Abstract

Introduction
While analysis of written text is not new as scholars in the past have spent considerable efforts in analysing monographs, ideological pamphlets, speeches and news reports to gain political and sociological insights, the field of content analysis is undergoing a massive methodological transformation. On one hand, digitization of written records across the world—books, government documents, religious preaching and political party materials—is producing massive amounts of machine-readable text. On the other hand, advent of digital social media platforms has democratized political communication. Earlier, only a select few could use the written word to engage with the mass public but now, most of us are part of public platforms, such as Facebook and Twitter, where we express our political opinions.
This note aims to highlight the availability of new methodological tools to analyse written texts more effectively. We begin by briefly summarizing four examples that have been used throughout this note to illustrate technical points and help the reader grasp the full scope of the methodological innovations in the field of automated content analysis. We then describe the logistics behind converting political texts into formats that can be quantitatively analysed. In this section, we also discuss the methodology behind modelling a corpus of text for creating political variables, and the different statistical techniques being used by researchers to make sense of the political and social world. We then shift our focus to the importance of validating statistical models to ensure that the findings capture the underlying political processes. We end the discussion by talking about advantages as well as limitations of statistical techniques used to analyse text-based data.
Four Examples from India
We use four examples from diverse domains and different sources of digital texts to underline the broad applicability of new tools for automated content analysis. 3
Example 1: This research project uses newspaper archives, now available in digital format, to understand the incidence of violence between religious communities in India.
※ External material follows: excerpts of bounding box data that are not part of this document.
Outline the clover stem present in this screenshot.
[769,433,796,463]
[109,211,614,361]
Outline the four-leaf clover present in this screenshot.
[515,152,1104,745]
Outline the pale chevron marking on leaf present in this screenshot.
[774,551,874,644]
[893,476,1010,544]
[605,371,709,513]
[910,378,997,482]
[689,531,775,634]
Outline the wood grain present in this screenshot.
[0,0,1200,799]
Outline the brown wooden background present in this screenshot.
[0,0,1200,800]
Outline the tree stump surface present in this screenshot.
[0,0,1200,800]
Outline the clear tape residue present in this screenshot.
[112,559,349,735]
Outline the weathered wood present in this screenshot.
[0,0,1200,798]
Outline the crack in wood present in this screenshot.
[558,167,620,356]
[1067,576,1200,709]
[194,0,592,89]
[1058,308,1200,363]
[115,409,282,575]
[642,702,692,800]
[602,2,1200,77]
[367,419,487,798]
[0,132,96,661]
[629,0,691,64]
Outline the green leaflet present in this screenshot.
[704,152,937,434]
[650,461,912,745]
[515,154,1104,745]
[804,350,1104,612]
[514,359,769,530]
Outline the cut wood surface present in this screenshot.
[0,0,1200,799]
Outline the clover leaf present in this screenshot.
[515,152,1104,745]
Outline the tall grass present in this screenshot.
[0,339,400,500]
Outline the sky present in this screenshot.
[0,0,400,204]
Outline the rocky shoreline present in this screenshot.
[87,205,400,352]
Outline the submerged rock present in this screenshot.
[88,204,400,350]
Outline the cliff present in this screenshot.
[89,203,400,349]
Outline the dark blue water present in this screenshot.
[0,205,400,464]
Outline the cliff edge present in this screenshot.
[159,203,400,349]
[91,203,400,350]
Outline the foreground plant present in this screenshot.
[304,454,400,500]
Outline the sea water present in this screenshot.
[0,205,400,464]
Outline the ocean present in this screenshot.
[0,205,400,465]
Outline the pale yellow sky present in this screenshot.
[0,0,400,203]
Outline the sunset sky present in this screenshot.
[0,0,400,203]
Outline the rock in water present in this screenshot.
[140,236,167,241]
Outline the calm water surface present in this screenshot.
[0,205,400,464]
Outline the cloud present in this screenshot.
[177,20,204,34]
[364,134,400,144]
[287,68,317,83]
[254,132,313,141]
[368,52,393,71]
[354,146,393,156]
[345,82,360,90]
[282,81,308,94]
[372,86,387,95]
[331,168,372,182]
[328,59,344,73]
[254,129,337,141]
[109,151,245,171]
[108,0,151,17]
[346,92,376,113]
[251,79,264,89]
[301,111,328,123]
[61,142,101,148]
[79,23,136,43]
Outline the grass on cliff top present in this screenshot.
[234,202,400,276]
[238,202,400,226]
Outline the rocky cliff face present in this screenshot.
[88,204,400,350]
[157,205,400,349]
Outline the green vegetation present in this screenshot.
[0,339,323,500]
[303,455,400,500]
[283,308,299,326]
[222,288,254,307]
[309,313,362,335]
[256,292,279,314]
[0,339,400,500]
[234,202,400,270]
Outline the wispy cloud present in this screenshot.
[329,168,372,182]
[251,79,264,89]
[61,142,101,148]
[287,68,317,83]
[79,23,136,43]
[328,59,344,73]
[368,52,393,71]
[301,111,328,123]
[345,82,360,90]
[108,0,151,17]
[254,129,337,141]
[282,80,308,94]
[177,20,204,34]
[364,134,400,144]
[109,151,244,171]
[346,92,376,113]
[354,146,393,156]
It borrows its design from the Varshney-Wilkinsion data set on Hindu–Muslim riots that sought to understand how incidence of violence varied over time and space and extends back to the precolonial period. 4 This method to analyse Hindu–Muslim violence assumes that violence, on a medium to large scale, would be reported in the press and can be identified by analysing the text of newspaper articles.
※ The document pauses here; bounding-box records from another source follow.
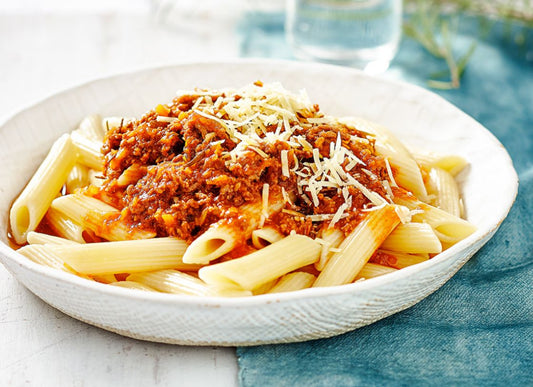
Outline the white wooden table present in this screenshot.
[0,0,256,387]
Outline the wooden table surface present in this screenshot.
[0,0,254,387]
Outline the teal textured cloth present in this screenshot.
[237,17,533,386]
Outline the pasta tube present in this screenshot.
[9,134,76,244]
[268,271,316,293]
[50,237,198,274]
[313,205,400,287]
[198,235,321,290]
[183,196,285,264]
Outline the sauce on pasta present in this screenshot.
[94,82,389,247]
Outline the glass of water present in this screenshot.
[285,0,402,74]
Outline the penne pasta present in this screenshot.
[10,81,475,297]
[71,132,103,171]
[381,223,442,254]
[50,237,198,274]
[315,228,344,270]
[66,164,89,193]
[51,194,155,241]
[109,281,157,292]
[313,205,400,287]
[428,168,462,217]
[414,153,468,177]
[198,235,321,290]
[370,249,429,269]
[341,117,427,200]
[183,200,284,264]
[9,134,76,244]
[395,197,476,245]
[74,114,105,142]
[126,270,216,296]
[268,271,316,293]
[252,227,283,249]
[355,262,397,281]
[18,245,76,274]
[27,231,78,245]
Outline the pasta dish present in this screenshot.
[10,81,475,296]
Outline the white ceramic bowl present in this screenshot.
[0,60,518,345]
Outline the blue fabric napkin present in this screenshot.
[237,17,533,386]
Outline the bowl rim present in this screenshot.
[0,58,518,308]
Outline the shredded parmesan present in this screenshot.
[280,149,289,177]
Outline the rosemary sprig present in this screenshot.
[404,0,533,89]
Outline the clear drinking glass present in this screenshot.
[285,0,402,73]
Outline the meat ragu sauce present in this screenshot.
[88,82,389,246]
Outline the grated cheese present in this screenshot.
[172,83,388,232]
[280,149,289,177]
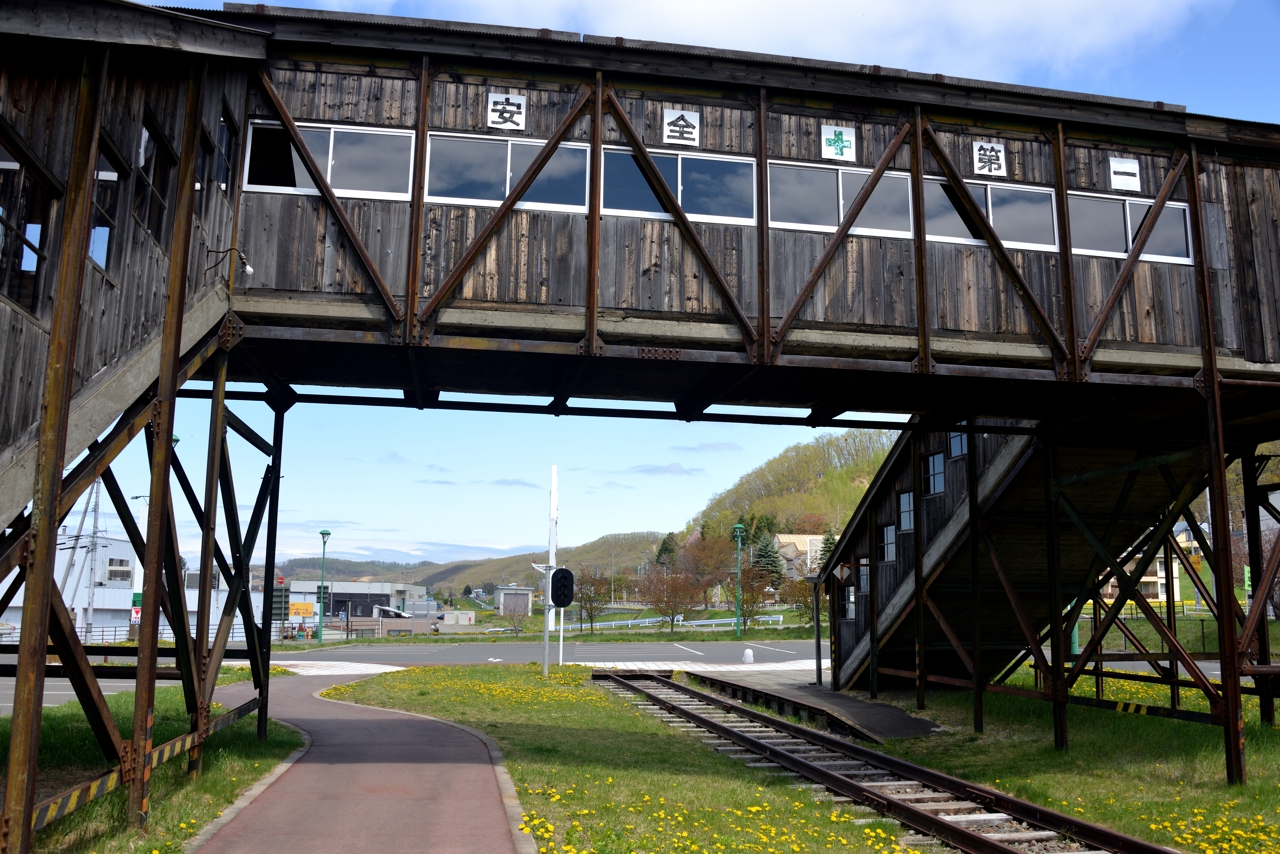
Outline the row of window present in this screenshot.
[863,431,969,563]
[246,123,1190,262]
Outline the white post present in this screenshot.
[543,466,558,679]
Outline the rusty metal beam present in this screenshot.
[1079,154,1199,370]
[920,124,1068,375]
[257,67,401,323]
[417,85,593,332]
[772,122,911,362]
[605,90,763,350]
[582,72,604,356]
[1053,122,1080,382]
[128,61,207,826]
[0,47,104,854]
[911,105,933,374]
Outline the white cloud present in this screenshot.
[304,0,1231,82]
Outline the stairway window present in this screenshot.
[876,525,897,563]
[897,492,915,531]
[924,453,946,495]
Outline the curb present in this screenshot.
[320,677,538,854]
[183,718,311,854]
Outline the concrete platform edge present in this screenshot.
[320,680,538,854]
[183,718,311,854]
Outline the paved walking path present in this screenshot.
[200,675,516,854]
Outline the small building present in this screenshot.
[493,584,536,617]
[773,534,822,579]
[289,580,435,618]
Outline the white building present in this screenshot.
[0,533,262,643]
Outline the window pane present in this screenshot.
[769,165,840,225]
[511,142,588,206]
[991,186,1053,246]
[604,151,680,214]
[680,157,755,219]
[1068,196,1129,252]
[1129,202,1190,257]
[840,172,911,232]
[248,125,316,189]
[426,137,507,201]
[924,181,978,238]
[330,131,413,193]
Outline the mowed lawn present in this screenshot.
[882,670,1280,854]
[323,665,916,854]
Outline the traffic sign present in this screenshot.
[552,567,573,608]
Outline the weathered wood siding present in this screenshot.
[0,51,246,463]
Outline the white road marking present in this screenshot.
[742,640,796,656]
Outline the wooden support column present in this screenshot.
[916,431,928,709]
[1244,449,1276,726]
[911,106,933,373]
[582,72,604,356]
[187,348,225,778]
[1162,540,1181,709]
[0,49,104,854]
[870,555,879,699]
[257,396,288,741]
[813,581,835,688]
[1043,439,1068,750]
[1053,122,1080,380]
[965,419,986,732]
[1182,143,1245,785]
[755,86,773,365]
[404,54,431,340]
[128,61,207,826]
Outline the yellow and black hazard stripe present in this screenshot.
[31,768,120,830]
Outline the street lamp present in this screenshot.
[733,522,746,638]
[316,531,329,644]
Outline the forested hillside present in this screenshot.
[691,430,896,536]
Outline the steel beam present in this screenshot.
[0,47,104,854]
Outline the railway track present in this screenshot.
[596,671,1172,854]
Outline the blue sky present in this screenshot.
[107,0,1280,561]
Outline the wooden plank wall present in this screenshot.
[0,50,246,473]
[232,60,1280,361]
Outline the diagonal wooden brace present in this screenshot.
[257,68,401,321]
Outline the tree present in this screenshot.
[809,525,838,570]
[751,534,786,589]
[653,534,680,570]
[640,567,703,634]
[677,536,735,609]
[573,563,609,635]
[742,566,769,629]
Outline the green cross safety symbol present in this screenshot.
[822,131,854,157]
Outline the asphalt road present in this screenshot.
[271,638,828,667]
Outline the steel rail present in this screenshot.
[609,673,1170,854]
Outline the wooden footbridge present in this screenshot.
[0,0,1280,851]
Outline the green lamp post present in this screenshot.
[733,522,746,638]
[316,531,329,644]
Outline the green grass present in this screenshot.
[0,668,302,854]
[860,671,1280,854]
[324,665,900,854]
[271,624,828,653]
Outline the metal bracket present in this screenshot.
[218,311,244,352]
[636,347,680,361]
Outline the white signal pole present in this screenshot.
[543,466,559,679]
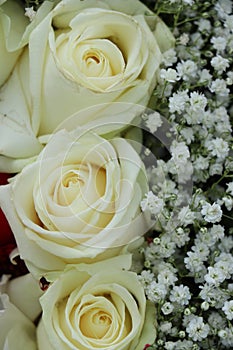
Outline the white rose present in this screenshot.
[0,274,42,350]
[0,0,174,172]
[37,255,156,350]
[0,0,51,86]
[0,129,150,280]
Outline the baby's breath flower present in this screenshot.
[145,112,163,133]
[210,36,227,52]
[160,68,180,83]
[177,60,198,81]
[170,141,190,167]
[210,55,230,74]
[201,203,222,223]
[186,316,210,341]
[226,181,233,196]
[206,137,229,160]
[24,6,36,21]
[141,191,164,215]
[146,281,167,303]
[209,79,230,96]
[163,48,177,67]
[169,90,189,114]
[205,266,225,286]
[169,284,191,306]
[161,302,174,315]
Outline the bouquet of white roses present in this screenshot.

Example 2: This research project focusses on how politicians use the social media space. Specifically, we look at interaction between Members of Parliament (MPs) of the 16th Lok Sabha and their online followers on Twitter to understand the nature of partisan polarization in India. We assume that the nature of retweets and hashtags would differ across partisan lines. Thus, analysis of the text of the tweets would help us in understanding convergence and divergence in political opinions expressed on online social media platforms.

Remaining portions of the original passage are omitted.